9. sar -n TCP,ETCP 1
<code>$ sar -n TCP,ETCP 1
12:17:19 AM active/s passive/s ise g/oseg/s
12:17:20 AM 1.00 0.00 10233.00 18846.00
</code>Shows TCP connection statistics: active/s (outbound connections), passive/s (inbound), retrans/s (retransmissions). High retransmissions may point to network issues or server overload.
10. top
<code>$ top
top - 00:15:40 up 21:56, 1 user, load average: 31.09, 29.87, 29.92
Tasks: 871 total, 1 running, 868 sleeping, 0 stopped, 2 zombie
%Cpu(s): 96.8 us, 0.4 sy, 2.7 id, 0.1 wa
</code>Provides a snapshot of CPU, memory, and process activity; can be sorted to find the most resource‑intensive processes.

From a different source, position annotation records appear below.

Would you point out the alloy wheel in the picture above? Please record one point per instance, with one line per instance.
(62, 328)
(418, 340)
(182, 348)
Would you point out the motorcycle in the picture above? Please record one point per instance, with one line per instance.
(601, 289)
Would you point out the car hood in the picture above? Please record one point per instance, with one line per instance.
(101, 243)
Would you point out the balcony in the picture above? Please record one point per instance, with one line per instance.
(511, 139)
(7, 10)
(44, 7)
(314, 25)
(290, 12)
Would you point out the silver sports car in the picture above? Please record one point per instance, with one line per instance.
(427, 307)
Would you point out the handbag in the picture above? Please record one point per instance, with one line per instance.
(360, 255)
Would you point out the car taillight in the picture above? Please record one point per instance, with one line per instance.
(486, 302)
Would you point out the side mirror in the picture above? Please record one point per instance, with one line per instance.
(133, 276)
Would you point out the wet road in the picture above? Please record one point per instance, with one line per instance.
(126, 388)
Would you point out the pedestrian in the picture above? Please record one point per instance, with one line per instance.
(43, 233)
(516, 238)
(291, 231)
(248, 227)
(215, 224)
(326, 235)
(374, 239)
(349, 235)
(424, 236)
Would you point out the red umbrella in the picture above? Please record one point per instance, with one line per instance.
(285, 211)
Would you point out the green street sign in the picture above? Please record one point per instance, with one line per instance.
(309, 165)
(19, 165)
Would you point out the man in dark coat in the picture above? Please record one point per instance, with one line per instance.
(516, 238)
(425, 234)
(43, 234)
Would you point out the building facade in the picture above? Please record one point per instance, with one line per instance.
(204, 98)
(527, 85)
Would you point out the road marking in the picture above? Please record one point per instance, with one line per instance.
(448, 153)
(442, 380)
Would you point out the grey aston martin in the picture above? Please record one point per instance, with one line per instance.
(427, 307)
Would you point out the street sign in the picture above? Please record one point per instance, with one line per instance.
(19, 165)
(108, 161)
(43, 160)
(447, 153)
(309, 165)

Because it refreshes continuously, pausing the output may be necessary for detailed analysis.
Summary
These Linux tools—uptime, dmesg, vmstat, mpstat, pidstat, iostat, free, sar, and top—allow rapid identification of performance bottlenecks. By interpreting their outputs through the USE framework, you can determine whether CPU, memory, disk, or network resources are saturated or encountering errors, and then focus optimization efforts on the offending components.